Volkswagen is moving into a market that is unexpected, particularly for this German company. VW has always been a company that has based its reputation on basic and reliable transportation. It has served them well.

Virtually hand-assembled in a newly constructed facility called the “Transparent Factory” for its glass walls, the Phaeton enters the premium luxury sedan category.

The Volkswagen Phaeton may receive criticism from the more cynical, but after spending two days in this automobile, driving hundreds of miles through eastern Germany, I applaud VW’s effort.

The interior is luxurious, good-looking and full of amenities that make this motor car a joy to drive. Rich supple leather wraps the seats, steering wheel and adds texture to the door panels and interior trim.

Wood accents available in rich tones add warmth to the passenger compartment. Set the automatic climate control to include the dashboard vents and you will be fascinated watching the wood trim covering the dash air vents rotate upward, concealing itself in the dash. When the system senses the temperature has stabilized, the wood doors glide back into place to hide the vents.

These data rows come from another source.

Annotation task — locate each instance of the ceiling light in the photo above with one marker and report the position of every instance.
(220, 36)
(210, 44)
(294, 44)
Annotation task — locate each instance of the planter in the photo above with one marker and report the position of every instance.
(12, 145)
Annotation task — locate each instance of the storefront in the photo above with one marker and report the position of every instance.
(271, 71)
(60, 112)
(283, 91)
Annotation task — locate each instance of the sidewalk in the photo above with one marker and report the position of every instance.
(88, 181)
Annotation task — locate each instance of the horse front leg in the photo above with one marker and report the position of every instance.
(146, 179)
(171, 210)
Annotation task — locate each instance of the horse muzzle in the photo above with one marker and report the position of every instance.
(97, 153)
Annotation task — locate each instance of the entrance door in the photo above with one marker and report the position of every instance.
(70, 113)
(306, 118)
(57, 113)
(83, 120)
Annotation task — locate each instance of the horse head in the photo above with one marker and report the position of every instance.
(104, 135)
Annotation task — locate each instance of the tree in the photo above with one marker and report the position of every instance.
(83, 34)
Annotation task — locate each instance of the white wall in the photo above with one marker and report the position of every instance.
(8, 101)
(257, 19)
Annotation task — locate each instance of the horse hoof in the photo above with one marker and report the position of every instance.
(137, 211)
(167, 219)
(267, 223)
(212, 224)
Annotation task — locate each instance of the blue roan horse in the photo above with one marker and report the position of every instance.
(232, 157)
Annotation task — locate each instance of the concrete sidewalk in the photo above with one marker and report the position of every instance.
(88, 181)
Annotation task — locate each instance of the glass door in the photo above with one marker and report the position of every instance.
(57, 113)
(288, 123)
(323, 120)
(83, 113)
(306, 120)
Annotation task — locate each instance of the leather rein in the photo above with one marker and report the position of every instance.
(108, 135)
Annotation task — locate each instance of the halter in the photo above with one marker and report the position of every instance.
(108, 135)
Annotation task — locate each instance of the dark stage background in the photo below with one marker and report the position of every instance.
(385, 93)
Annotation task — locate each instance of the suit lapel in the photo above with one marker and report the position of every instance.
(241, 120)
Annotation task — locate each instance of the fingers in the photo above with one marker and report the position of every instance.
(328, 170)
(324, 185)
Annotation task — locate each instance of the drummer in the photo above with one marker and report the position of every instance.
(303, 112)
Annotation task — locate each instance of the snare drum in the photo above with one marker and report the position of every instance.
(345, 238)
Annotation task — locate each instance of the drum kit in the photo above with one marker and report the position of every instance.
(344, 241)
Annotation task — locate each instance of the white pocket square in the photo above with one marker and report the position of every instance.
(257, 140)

The 10-way power front seats include adjustable lumbar area as well as a massage mode that moves gently across your back, removing the tension of the day. The seats are also heated, as is the steering wheel. While this may seem unnecessary in the South, it is welcome where snow and cold winds are a factor.

Europe has had a short wheelbase version of the Phaeton for a year now, but we get a stretched model that adds legroom in front and rear seats.

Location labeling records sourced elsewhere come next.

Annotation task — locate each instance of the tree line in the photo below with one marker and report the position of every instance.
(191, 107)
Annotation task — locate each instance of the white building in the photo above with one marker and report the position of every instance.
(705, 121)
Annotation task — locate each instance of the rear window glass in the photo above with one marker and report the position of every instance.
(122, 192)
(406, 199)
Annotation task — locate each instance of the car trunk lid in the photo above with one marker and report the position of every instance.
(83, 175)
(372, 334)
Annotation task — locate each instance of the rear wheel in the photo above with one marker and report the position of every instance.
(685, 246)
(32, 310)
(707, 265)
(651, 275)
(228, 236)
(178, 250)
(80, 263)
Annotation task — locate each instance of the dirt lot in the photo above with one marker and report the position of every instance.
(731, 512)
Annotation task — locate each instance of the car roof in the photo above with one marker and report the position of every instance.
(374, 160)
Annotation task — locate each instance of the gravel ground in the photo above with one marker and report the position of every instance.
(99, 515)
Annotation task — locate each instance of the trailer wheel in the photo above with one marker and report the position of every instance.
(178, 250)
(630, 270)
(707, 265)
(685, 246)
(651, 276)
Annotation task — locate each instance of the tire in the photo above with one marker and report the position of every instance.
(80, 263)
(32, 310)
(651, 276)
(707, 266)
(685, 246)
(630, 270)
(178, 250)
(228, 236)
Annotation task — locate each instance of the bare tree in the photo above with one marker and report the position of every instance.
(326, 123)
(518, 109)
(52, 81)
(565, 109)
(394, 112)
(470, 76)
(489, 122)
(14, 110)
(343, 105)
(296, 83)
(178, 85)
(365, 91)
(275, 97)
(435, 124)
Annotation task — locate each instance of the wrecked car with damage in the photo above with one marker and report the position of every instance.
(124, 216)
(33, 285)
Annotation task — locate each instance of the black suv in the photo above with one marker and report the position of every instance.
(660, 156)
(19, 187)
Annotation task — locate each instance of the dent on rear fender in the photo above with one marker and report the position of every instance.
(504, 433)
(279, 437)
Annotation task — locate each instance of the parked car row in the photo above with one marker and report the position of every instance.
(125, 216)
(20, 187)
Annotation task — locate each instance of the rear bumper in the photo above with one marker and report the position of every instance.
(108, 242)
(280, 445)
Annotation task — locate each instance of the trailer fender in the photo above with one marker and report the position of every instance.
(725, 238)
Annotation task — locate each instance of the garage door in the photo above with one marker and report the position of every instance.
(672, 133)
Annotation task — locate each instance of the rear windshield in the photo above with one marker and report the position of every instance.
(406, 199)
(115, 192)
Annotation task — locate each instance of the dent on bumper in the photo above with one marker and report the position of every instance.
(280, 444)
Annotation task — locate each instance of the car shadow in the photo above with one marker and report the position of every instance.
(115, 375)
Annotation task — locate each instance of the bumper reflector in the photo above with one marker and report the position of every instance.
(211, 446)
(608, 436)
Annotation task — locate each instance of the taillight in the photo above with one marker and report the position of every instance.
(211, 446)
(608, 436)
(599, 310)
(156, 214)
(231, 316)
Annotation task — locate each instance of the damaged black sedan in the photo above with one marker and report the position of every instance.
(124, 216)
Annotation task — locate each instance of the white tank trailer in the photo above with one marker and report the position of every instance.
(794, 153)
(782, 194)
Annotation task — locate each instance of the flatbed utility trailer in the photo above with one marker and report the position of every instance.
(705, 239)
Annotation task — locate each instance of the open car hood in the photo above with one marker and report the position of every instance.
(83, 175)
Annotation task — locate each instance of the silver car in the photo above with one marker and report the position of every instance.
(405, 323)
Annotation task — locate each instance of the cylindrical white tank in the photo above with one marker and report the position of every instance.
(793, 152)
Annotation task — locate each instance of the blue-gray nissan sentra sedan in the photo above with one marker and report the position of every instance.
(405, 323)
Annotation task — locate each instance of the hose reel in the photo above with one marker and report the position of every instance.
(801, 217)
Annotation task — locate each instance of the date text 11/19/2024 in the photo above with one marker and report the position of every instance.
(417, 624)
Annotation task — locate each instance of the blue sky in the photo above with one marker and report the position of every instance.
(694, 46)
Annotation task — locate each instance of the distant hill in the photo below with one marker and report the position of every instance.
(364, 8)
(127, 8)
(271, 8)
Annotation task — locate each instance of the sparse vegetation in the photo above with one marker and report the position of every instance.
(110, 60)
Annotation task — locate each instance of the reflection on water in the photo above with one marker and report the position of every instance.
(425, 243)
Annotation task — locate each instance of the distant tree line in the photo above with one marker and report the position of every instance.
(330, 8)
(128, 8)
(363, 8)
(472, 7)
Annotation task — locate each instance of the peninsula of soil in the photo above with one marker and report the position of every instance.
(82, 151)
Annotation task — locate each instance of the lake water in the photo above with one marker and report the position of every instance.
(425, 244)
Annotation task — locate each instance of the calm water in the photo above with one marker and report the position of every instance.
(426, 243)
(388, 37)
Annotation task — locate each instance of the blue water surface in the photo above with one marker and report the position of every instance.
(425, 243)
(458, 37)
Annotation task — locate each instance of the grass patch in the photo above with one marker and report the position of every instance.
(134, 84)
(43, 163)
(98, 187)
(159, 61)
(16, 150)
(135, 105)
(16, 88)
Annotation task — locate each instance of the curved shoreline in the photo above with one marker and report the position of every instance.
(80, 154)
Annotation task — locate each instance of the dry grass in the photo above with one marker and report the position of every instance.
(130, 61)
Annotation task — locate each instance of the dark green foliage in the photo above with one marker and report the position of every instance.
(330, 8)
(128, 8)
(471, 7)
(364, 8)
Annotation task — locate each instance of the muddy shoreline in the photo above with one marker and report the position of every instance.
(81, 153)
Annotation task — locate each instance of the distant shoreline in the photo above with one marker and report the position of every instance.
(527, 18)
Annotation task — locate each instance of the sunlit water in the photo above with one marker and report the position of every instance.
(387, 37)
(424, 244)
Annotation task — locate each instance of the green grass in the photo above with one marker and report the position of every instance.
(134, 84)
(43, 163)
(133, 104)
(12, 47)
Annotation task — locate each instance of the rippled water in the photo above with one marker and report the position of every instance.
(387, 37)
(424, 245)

The driving experience is as superb as you might expect from a fine German motorcar. The suspension system is engineered to near perfection, providing an incredibly comfortable ride with superior handling characteristics. The air suspension adapts to the driver’s style of motoring.

Two engine choices offer power and refinement or more power and more refinement. The “base” engine is anything but basic with 335 horsepower and 317 foot-pounds of torque pouring out of an 4.2-liter aluminum V-8.

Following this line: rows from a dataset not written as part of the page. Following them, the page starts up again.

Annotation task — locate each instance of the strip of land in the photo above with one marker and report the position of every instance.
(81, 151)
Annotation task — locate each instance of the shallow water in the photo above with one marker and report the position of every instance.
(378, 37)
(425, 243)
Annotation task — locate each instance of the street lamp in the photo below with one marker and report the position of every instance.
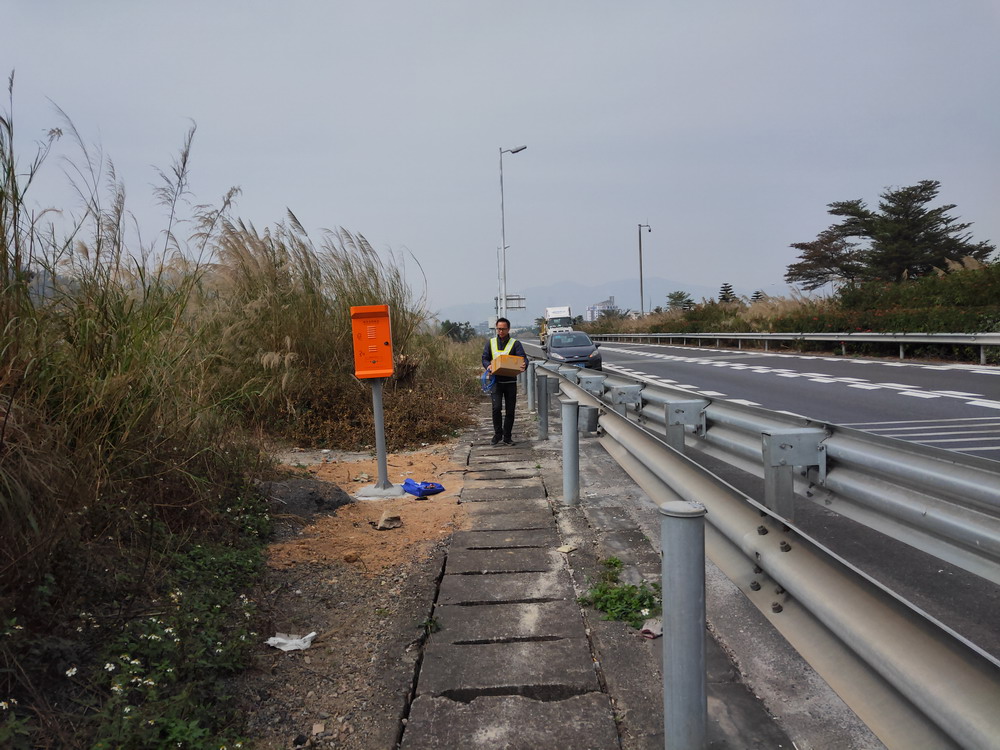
(502, 296)
(642, 310)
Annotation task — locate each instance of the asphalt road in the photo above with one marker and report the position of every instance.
(949, 406)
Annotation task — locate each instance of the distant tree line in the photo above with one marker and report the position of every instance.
(903, 238)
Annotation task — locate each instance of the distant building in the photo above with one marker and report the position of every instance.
(594, 312)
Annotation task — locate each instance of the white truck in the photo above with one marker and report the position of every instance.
(556, 319)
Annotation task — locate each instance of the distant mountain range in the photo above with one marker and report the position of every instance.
(579, 297)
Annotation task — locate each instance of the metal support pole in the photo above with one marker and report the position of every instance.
(685, 706)
(383, 482)
(571, 453)
(530, 385)
(543, 407)
(779, 490)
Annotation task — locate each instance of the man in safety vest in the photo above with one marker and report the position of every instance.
(505, 389)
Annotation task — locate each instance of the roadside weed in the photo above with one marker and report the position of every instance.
(622, 601)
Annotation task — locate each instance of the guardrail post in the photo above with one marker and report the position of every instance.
(680, 413)
(685, 706)
(783, 450)
(543, 407)
(571, 453)
(623, 395)
(588, 419)
(529, 386)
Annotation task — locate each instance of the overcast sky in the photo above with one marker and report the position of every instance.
(726, 125)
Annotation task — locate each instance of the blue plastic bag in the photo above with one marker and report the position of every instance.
(487, 379)
(421, 489)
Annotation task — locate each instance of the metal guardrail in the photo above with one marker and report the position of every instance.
(907, 676)
(982, 340)
(943, 503)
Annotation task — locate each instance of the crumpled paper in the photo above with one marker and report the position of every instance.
(652, 628)
(291, 642)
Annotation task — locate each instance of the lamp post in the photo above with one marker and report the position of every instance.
(502, 296)
(642, 309)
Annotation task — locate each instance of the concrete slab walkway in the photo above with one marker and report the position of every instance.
(514, 661)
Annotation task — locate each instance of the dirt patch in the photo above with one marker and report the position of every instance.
(367, 593)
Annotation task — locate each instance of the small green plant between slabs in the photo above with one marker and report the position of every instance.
(625, 602)
(431, 625)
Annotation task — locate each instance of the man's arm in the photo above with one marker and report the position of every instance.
(518, 351)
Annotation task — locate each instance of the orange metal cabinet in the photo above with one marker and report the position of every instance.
(372, 341)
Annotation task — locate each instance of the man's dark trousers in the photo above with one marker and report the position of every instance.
(504, 394)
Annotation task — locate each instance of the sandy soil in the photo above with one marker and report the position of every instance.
(366, 593)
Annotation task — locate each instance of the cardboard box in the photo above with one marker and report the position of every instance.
(507, 364)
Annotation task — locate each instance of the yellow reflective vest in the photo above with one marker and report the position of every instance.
(496, 351)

Jumping up in power and sophistication is the 6.0-liter W-12 (a VW exclusive), which produces 420 horsepower and 406 foot-pounds of torque. The V-8 engine is coupled with a six-speed automatic transmission equipped with a sport mode and Tiptronic. Both vehicles come with Volkswagen’s 4motion all-wheel-drive system adding to in stability, control and safety.

Volkswagen’s decision to build a vehicle such as the Phaeton may be questioned, but following my experience behind the wheel I am one who likes the fact that VW has stretched its vision. If you are remotely thinking of buying a luxury car of this caliber, I strongly suggest you at least drive the Phaeton. You may be as taken by it as I was.